Vortex is a region in a fluid in which flow revolves around an axis line. Tornadoes form during thunderstorms when warm, humid air collides with colder air to form a vortex. A whirlpool is a body of swirling water produced by the meeting of opposite currents. Whirlpool having a downdraft is termed as vortex. 

Vorticity defines the dynamics of vortices, by a vector that describes the local rotary motion at a point in the fluid.

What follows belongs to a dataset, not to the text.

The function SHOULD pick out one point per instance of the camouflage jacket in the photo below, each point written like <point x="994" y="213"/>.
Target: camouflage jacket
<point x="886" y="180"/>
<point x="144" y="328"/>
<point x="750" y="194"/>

In a velocity field, the curl of velocity is equal to vorticity $$\xi  = \nabla  \times V$$  i) If $\nabla  \times V = 0$ at every point in a flow, it is a irrotational flow.

ii) If $\nabla  \times V \ne 0$ at every point in a flow, it is a rotational flow. 

Example: Consider a velocity field where x and y components of velocity are $u = 4y/\left( {{x^2} + {y^2}} \right)$ and $v =  - 4x/\left( {{x^2} + {y^2}} \right)$.Calculate the vorticity.

Solution: Vorticity is given as  $$\xi  = \nabla  \times V$$

$\Rightarrow \xi  = \left| {\begin{array}{*{20}{c}}i&j&k\\{\frac{\partial }{{\partial x}}}&{\frac{\partial }{{\partial y}}}&{\frac{\partial }{{\partial z}}}\\u&v&w\end{array}} \right|$

$\Rightarrow \xi$$= \left| {\begin{array}{*{20}{c}}i&j&k\\{\frac{\partial }{{\partial x}}}&{\frac{\partial }{{\partial y}}}&{\frac{\partial }{{\partial z}}}\\{\frac{{4y}}{{{x^2} + {y^2}}}}&{\frac{{ - 4x}}{{{x^2} + {y^2}}}}&0\end{array}} \right|$

$\Rightarrow \xi$$= i\left[ {0 - 0} \right] - j\left[ {0 - 0} \right] + k\left[ {\frac{{\left( {{x^2} + {y^2}} \right)\left( { - 4} \right) + 4x\left( {2x} \right)}}{{{{\left( {{x^2} + {y^2}} \right)}^2}}} - \frac{{\left( {{x^2} + {y^2}} \right)4 - 4y\left( {2y} \right)}}{{{{\left( {{x^2} + {y^2}} \right)}^2}}}} \right]$

$\Rightarrow \xi$$= 0i + 0j + 0k = 0$

$\Rightarrow \xi$$= 0$

Therefore, it is a irrotational flow except at origin where ${x^2} + {y^2} = 0$.